Oil Change won’t sugarcoat Oilers fans’ anger

The opening can hardly get more dramatic: an angry fan sends his Oiler jersey flying through the air, and it lands right on the Rexall Place ice.

It happened seconds after final horn ended the shellacking the Oilers had suffered at the hands of the St. Louis Blues.

Oil Change, in its fourth episode this season, doesn’t shy away. In fact, it goes even further: it touches in some detail upon the debate that would follow. To Oilers’ coach Dallas Eakins the jersey-throwing stunt would be a sacrilege, to many a disgruntled fan, it would be a perfectly justified sign of perfectly justified discontent.

It aired on Sunday on Sportsnet, and the first series of repeats is scheduled to happen Tuesday evening.
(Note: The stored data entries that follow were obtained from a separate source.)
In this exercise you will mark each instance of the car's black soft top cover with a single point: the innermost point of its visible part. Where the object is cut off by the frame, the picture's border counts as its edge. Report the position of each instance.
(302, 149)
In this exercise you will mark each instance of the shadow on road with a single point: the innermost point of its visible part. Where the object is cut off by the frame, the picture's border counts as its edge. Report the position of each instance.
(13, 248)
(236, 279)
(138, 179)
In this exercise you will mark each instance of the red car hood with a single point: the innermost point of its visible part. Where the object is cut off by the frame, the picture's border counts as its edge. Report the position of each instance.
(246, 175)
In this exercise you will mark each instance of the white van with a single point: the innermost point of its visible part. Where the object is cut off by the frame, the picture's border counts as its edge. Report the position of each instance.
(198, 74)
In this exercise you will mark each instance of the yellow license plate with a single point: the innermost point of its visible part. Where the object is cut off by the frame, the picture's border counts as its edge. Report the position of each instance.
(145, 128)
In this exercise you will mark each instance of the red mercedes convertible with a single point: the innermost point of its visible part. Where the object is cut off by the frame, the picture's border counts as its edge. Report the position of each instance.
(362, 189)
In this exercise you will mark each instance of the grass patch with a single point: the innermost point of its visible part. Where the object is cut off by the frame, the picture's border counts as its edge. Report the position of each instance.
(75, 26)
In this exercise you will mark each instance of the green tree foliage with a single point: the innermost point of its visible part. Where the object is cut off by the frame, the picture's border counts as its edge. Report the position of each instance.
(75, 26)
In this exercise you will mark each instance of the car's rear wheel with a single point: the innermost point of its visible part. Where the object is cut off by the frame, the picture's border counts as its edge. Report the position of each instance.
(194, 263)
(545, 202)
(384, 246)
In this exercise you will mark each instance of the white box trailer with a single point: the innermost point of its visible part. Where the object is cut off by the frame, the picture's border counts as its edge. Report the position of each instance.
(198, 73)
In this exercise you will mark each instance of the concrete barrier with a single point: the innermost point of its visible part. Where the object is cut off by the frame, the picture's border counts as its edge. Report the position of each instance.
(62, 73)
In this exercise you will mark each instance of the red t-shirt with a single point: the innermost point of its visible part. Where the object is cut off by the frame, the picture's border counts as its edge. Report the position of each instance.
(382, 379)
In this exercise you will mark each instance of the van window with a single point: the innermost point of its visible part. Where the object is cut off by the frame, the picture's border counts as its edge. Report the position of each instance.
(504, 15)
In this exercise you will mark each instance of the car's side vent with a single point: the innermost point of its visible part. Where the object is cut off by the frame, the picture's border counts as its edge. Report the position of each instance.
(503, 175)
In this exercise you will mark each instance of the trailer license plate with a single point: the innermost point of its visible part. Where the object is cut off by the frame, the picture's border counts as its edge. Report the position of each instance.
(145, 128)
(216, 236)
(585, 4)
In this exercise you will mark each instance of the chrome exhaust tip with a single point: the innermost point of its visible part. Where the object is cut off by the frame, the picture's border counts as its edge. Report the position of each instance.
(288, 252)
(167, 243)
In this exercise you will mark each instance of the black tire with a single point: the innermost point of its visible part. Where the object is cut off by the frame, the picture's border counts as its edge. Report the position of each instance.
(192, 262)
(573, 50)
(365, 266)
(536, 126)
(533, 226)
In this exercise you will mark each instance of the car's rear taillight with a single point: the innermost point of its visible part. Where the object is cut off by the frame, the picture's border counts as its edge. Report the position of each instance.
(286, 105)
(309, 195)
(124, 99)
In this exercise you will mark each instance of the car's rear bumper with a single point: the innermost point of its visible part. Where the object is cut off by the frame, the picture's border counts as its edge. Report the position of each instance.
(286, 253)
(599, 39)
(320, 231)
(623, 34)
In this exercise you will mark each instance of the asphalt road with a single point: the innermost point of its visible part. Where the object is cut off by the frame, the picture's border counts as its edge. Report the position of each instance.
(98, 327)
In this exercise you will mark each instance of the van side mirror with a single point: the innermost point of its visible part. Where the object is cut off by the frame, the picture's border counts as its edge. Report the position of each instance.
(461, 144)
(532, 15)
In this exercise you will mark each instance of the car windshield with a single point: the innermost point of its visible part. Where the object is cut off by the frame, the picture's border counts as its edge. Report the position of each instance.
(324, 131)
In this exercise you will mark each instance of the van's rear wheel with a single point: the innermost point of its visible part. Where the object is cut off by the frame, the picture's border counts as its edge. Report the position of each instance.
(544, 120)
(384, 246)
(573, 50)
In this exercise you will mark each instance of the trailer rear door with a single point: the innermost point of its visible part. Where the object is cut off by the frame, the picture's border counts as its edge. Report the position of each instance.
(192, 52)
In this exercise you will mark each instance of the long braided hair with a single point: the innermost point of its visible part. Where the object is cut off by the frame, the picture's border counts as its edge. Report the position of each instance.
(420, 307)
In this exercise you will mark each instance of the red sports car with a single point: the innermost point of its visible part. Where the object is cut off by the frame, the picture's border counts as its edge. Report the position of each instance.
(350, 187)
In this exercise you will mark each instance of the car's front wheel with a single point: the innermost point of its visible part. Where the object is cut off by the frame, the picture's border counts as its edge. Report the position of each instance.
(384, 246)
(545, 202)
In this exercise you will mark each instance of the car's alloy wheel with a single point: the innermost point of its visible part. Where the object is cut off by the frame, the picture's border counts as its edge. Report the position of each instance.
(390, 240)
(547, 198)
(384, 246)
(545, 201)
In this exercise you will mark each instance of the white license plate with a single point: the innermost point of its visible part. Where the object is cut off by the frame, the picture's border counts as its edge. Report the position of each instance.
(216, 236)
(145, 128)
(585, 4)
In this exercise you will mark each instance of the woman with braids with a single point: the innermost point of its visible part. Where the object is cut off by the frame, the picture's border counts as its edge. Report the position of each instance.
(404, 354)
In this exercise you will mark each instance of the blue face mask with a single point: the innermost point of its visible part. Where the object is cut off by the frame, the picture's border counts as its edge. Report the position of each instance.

It’s worth every second of your viewing time.

There are several firsts in this episode.

We get to see a bit of the anatomy of a trade as the Oilers sent goalie Devan Dubnyk to Nashville. We get to listen to coach Eakins’ explanations, views not shared earlier with anybody, be it in interviews or regular scrums. Those explanations are very revealing. Not only of the coach’s thought process, but also of the situation (or, to put it bluntly, the plight) the team has been in.

Whether one agrees with the explanations is perfectly irrelevant. They are Eakins’ explanations, they reflect his philosophies, and the players had better heed them, if they know what’s good for them. Why? Simply because a huge number of them will be looking for new contracts at season’s end. And – something more important for the team than for individual players – because their customers have begun showing signs of losing their patience with the group they have taken to calling a bunch of underachievers.

Is it fair? Not necessarily. Is it important? You bet. If those who are paying the piper start rejecting the merchandise you’re offering, you’re in trouble.

Of course, there’s always the future to hope for. Now, this is an old song-and-dance routine for Oilers’ fans and the percentage of those who have been bored to distraction by it has been growing by leaps and bounds lately.

Oil Change is not singing and dancing about the future, bright or dark as it may become. Instead, it puts faces on it. Two segments give us interesting insights into the lives of Mitch Moroz, currently with the Edmonton Oil Kings, and Darnell Nurse, currently with the Soo Greyhounds. Moroz’s junior days are coming to an end (that’s what happens when you’re growing up), and Nurse was so pretty close to making the Oilers the last training camp out, his cut must have come as a surprise, nay, shock, to many.

Neither of these two guys will be a saviour. In fact, the Oilers should consider abandoning this short-sighted notion that once they pick somebody as the first-overall choice at the draft, that player must perform forthwith or else he’s a failure, and so is the club. And the fans should shelve this view, too.

This episode of Oil Change is a stark document of what’s really going on the Oil Country. And it’s not too funny.

As is Aquila Productions’ habit, the pictures are crisp, the editing is fast (but not overwhelming), the music enhances what we see and hear, exchanges made during action on ice appear in subtitles bringing us that much closer to the team, the commentary is laconic, precisely as it should be, not a word wasted.

Great documentary making. Truthful and fair. What more can we ask for?